NInChI: Toward a Chemical Identifier for Nanomaterials

A New Standard for Nanoinformatics

This is a Theory/Systematization paper that proposes a new Resource standard: the NInChI. It addresses a fundamental limitation in nanoinformatics. The result of a collaborative process (a “Request for Comments” or “RFC”), this work uses six detailed case studies to systematically develop a hierarchical, machine-readable notation for complex nanomaterials that could work across experimental research, regulatory frameworks, and computational modeling.

The Breakdown of Traditional Chemical Identifiers

Chemoinformatics has fantastic tools for representing small molecules: SMILES strings, InChI identifiers, and standardized databases that make molecular data searchable and shareable. But when you step into nanotechnology, everything breaks down.

Consider trying to describe a gold nanoparticle with a silica shell and organic surface ligands.
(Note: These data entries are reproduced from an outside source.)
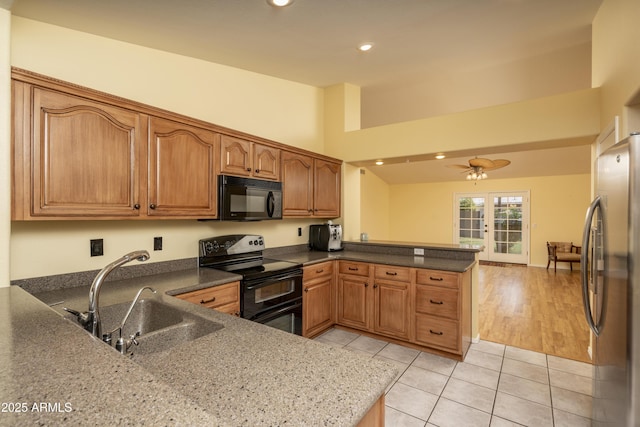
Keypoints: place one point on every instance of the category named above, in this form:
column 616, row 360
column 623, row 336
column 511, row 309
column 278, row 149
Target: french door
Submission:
column 498, row 221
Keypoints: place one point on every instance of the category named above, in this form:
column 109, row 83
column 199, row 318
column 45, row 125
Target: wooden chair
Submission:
column 563, row 252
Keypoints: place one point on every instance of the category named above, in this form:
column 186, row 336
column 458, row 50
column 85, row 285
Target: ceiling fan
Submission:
column 478, row 167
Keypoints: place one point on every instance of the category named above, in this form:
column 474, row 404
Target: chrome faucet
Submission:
column 92, row 321
column 122, row 344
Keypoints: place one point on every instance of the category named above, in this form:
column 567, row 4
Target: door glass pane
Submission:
column 471, row 227
column 507, row 224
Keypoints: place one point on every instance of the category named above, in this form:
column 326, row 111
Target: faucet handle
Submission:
column 82, row 318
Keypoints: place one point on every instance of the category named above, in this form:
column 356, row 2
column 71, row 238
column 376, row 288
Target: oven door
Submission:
column 270, row 294
column 287, row 318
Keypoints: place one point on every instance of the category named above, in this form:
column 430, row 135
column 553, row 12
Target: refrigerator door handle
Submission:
column 584, row 265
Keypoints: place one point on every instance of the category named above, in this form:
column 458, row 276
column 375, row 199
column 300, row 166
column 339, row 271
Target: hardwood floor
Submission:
column 533, row 308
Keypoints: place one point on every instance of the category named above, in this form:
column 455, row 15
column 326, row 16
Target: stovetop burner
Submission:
column 242, row 254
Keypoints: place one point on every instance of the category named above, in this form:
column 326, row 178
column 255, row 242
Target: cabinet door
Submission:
column 86, row 157
column 391, row 308
column 297, row 184
column 235, row 156
column 181, row 170
column 317, row 313
column 326, row 192
column 353, row 301
column 266, row 162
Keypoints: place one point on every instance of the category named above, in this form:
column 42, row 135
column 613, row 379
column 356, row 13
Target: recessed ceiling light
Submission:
column 279, row 3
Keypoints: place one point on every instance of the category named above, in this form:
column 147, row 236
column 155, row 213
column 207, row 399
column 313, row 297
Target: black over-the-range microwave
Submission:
column 248, row 199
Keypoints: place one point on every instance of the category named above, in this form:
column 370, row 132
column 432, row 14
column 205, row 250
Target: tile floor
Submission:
column 496, row 385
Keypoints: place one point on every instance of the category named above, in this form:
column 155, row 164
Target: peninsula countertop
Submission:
column 243, row 374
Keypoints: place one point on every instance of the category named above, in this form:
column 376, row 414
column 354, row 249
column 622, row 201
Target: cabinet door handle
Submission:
column 207, row 301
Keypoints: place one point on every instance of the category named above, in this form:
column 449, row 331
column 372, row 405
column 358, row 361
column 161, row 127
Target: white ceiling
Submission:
column 314, row 41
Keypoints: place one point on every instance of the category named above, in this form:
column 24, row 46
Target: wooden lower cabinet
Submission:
column 392, row 301
column 443, row 310
column 430, row 309
column 354, row 295
column 224, row 298
column 317, row 298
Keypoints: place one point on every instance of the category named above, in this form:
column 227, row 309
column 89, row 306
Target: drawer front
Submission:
column 354, row 268
column 437, row 301
column 437, row 332
column 215, row 296
column 389, row 272
column 437, row 277
column 318, row 270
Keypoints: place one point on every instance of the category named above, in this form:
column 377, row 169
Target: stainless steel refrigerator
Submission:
column 610, row 270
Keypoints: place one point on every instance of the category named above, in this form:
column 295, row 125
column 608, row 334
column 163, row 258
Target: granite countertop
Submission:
column 446, row 264
column 242, row 374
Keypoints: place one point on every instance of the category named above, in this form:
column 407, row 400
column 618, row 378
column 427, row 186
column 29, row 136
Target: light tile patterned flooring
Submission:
column 496, row 385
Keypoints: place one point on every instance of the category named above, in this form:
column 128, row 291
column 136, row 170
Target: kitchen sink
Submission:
column 156, row 325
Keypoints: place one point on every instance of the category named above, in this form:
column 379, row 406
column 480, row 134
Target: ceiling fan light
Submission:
column 279, row 3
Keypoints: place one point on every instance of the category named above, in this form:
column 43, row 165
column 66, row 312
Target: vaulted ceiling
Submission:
column 314, row 41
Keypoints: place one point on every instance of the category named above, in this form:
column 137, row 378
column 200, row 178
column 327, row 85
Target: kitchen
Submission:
column 30, row 43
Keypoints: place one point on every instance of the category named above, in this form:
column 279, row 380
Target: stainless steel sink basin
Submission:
column 160, row 325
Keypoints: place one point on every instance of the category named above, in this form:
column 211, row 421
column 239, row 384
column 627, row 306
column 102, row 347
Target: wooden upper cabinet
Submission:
column 297, row 184
column 311, row 186
column 245, row 158
column 182, row 178
column 86, row 157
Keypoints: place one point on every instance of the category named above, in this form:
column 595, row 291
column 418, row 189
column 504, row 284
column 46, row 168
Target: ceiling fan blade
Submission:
column 498, row 163
column 482, row 163
column 465, row 167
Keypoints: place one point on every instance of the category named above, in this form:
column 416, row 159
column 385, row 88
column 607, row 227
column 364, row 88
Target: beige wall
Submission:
column 5, row 146
column 616, row 60
column 284, row 111
column 425, row 212
column 560, row 71
column 374, row 207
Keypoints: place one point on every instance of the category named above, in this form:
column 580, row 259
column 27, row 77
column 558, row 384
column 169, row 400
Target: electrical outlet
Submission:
column 97, row 247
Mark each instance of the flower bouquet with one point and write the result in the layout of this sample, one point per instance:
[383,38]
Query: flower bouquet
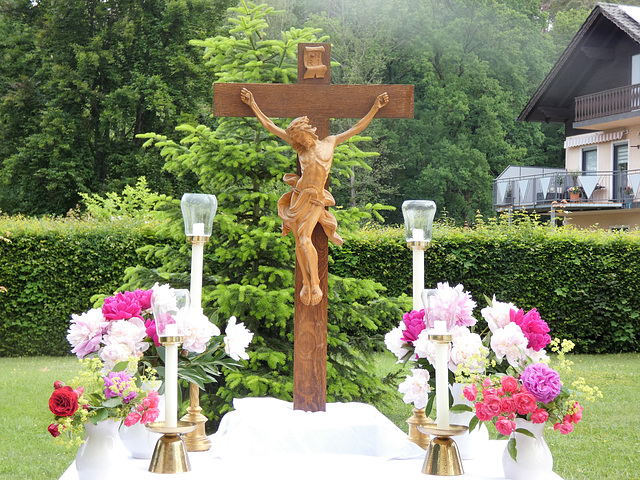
[95,395]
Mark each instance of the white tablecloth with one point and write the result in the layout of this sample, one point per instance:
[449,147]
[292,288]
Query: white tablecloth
[265,439]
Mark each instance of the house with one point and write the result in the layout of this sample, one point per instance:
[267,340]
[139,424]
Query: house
[594,90]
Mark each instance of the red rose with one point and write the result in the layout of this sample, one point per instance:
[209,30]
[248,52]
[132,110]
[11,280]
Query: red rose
[63,402]
[525,403]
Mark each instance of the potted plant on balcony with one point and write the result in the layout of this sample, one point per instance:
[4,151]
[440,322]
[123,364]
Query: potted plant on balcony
[574,193]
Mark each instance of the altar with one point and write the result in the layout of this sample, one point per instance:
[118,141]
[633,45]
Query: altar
[267,438]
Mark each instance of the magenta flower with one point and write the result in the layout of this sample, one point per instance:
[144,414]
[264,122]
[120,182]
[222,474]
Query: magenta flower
[542,381]
[121,307]
[414,324]
[152,332]
[534,328]
[119,384]
[143,297]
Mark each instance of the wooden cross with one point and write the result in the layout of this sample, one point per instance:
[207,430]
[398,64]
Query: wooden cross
[313,96]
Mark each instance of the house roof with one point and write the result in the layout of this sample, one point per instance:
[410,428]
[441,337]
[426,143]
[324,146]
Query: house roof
[593,44]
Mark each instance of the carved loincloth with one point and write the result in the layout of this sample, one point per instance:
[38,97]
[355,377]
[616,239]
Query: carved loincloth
[294,211]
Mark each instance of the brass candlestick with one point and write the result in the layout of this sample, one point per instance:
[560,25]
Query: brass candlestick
[443,457]
[196,440]
[170,454]
[416,420]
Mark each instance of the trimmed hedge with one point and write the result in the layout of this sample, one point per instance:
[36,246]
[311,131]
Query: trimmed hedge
[583,284]
[51,269]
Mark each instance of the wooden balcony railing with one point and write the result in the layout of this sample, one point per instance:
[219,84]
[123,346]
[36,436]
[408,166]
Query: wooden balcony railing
[610,102]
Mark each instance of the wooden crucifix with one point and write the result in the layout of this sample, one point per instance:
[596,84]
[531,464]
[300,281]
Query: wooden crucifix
[316,101]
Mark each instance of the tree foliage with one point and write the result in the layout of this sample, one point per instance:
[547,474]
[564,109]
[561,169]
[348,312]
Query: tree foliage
[243,165]
[79,80]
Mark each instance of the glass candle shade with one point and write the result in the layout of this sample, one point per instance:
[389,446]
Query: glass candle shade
[198,211]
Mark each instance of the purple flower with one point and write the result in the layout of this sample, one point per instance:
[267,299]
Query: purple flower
[414,324]
[542,381]
[119,384]
[534,328]
[121,307]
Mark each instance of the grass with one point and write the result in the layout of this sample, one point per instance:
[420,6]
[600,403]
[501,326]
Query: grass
[604,445]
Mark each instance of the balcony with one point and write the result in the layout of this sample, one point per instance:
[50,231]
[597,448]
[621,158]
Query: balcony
[615,103]
[537,189]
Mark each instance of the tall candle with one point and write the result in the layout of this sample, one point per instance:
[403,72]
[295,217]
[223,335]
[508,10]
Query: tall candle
[418,278]
[171,385]
[198,229]
[442,383]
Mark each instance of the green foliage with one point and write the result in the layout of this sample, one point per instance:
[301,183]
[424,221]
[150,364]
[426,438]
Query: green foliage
[243,165]
[578,280]
[51,269]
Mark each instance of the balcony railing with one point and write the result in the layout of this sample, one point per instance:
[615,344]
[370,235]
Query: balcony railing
[610,102]
[601,189]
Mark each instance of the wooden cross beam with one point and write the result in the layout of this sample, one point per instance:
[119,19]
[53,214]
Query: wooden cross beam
[314,97]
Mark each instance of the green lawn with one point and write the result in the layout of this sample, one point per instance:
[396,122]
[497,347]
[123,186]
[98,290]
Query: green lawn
[604,445]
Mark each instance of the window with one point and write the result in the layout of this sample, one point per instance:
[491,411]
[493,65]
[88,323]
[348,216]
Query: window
[590,160]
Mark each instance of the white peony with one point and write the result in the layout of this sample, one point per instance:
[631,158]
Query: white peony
[85,332]
[425,348]
[510,342]
[416,388]
[198,331]
[238,337]
[466,350]
[395,344]
[498,315]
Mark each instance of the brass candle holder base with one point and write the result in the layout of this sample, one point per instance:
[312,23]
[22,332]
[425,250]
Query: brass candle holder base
[443,457]
[419,419]
[170,454]
[197,440]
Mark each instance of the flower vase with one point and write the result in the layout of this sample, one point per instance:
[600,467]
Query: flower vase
[470,444]
[534,459]
[138,439]
[102,454]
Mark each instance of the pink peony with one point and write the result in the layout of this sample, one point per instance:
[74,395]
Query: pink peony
[525,403]
[483,413]
[452,305]
[413,325]
[540,416]
[507,405]
[132,419]
[505,426]
[121,307]
[542,381]
[470,392]
[534,328]
[151,415]
[493,404]
[564,427]
[509,384]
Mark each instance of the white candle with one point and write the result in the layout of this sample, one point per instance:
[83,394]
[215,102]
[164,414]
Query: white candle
[197,260]
[418,278]
[171,385]
[198,229]
[442,383]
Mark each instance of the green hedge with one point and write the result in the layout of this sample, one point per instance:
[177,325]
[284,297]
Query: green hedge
[51,269]
[583,283]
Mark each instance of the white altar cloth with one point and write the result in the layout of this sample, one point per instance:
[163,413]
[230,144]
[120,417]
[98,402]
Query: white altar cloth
[266,439]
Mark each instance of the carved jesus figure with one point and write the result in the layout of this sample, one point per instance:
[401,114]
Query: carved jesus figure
[304,206]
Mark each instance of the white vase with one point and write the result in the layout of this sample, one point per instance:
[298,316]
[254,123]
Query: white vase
[534,459]
[139,440]
[102,454]
[470,444]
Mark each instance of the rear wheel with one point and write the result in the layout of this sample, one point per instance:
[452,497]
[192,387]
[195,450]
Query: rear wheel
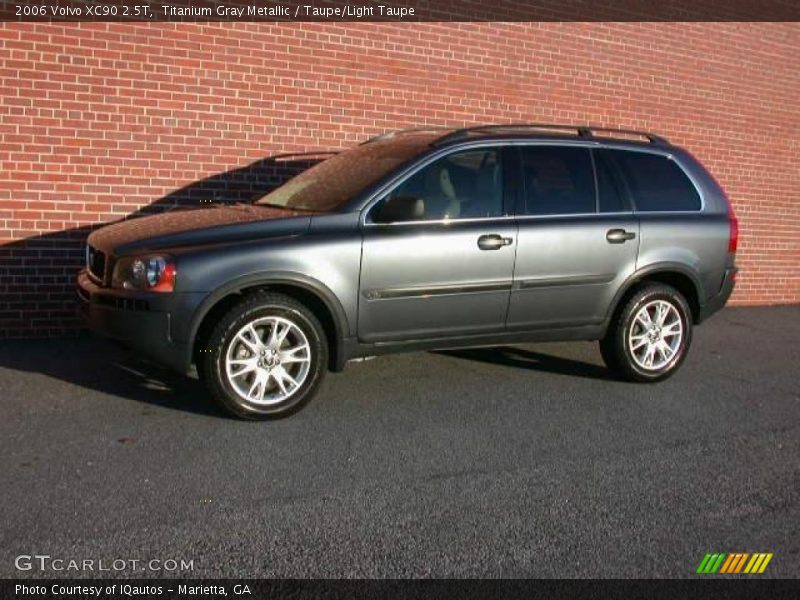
[266,357]
[649,338]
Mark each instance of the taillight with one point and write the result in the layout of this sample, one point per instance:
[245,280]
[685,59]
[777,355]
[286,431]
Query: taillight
[733,236]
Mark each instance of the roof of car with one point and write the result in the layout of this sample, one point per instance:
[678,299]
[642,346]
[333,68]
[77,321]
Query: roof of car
[443,136]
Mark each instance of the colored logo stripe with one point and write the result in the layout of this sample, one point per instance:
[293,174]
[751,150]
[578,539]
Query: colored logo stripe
[734,563]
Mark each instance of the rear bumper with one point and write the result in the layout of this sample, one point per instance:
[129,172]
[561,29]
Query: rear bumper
[716,302]
[141,321]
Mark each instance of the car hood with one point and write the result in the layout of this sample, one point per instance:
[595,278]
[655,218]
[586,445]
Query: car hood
[195,226]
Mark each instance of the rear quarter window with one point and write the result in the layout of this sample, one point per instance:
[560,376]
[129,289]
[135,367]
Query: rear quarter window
[656,182]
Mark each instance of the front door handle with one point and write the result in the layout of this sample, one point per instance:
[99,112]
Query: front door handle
[619,236]
[493,241]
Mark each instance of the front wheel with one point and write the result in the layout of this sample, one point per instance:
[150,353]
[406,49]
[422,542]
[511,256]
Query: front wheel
[266,357]
[650,337]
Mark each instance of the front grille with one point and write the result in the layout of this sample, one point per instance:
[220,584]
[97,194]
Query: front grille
[122,303]
[96,263]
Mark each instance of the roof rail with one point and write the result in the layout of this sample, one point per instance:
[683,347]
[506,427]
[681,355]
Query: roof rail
[390,134]
[582,131]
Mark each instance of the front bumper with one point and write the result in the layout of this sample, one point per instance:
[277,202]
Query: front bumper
[716,302]
[141,321]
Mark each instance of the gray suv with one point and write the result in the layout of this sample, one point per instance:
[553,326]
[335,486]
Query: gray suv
[425,239]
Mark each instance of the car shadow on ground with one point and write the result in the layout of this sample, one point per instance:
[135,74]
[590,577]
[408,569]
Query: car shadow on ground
[106,367]
[521,358]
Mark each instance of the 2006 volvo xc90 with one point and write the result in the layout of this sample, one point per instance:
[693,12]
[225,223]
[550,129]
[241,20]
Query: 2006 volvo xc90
[425,239]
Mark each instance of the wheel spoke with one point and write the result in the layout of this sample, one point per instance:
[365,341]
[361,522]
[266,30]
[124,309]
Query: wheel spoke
[259,385]
[291,355]
[248,366]
[637,341]
[281,376]
[254,344]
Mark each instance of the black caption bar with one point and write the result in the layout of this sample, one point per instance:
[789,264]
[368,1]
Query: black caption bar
[173,589]
[399,10]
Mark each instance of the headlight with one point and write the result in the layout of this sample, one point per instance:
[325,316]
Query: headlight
[148,273]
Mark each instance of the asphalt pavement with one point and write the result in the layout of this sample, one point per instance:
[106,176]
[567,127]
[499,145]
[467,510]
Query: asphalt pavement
[523,461]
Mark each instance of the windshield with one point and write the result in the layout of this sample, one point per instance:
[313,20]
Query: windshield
[334,182]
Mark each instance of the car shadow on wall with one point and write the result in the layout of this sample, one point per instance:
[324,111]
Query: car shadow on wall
[37,294]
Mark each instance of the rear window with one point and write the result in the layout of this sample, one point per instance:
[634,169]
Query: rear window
[656,182]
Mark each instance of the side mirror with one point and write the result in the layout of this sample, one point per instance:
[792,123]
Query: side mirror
[400,208]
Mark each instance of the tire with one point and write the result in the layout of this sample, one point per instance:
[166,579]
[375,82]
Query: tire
[637,352]
[249,373]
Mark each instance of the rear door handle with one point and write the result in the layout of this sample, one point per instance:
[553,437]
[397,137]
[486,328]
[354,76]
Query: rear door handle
[619,236]
[493,241]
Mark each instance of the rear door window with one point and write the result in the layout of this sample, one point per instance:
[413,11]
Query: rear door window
[612,196]
[656,182]
[558,180]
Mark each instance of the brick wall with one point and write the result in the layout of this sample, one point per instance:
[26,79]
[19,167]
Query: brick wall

How do you capture:

The gold core composition and size
The silica shell thickness and interface
The surface chemistry and ligand density
The overall shape and morphology

There’s simply no standardized way to represent this complexity in a machine-readable format. This creates massive problems for:

Data sharing between research groups
Regulatory assessment where precise identification matters
Computational modeling that needs structured input
Database development and search capabilities

Without a standard notation, nanomaterials research suffers from the same data fragmentation that plagued small molecule chemistry before SMILES existed.

The Five-Tier NInChI Hierarchy

The authors propose NInChI (Nanomaterials InChI), a layered extension to the existing InChI system. The clever insight is organizing nanomaterial description from the inside out, like describing an onion with a five-tier hierarchy:

Tier 1: Chemical Core: What’s the fundamental composition? Gold? Silver? Carbon nanotube?
Tier 2: Morphology: What shape and size? Spherical nanoparticle? Rod? 2D sheet?
Tier 3: Surface Properties: What’s the surface like? Charge, roughness, hydrophobicity?
Tier 4: Surface Chemistry: How are things attached? Covalent bonds? Physical adsorption?
Tier 5: Surface Ligands: What molecules are on the surface and how many?

This hierarchy captures the essential information needed to distinguish between different nanomaterials while building on familiar chemical concepts.

Testing the Standard: Six Case Studies

The authors tested their concept against six real-world case studies to identify what actually matters in practice.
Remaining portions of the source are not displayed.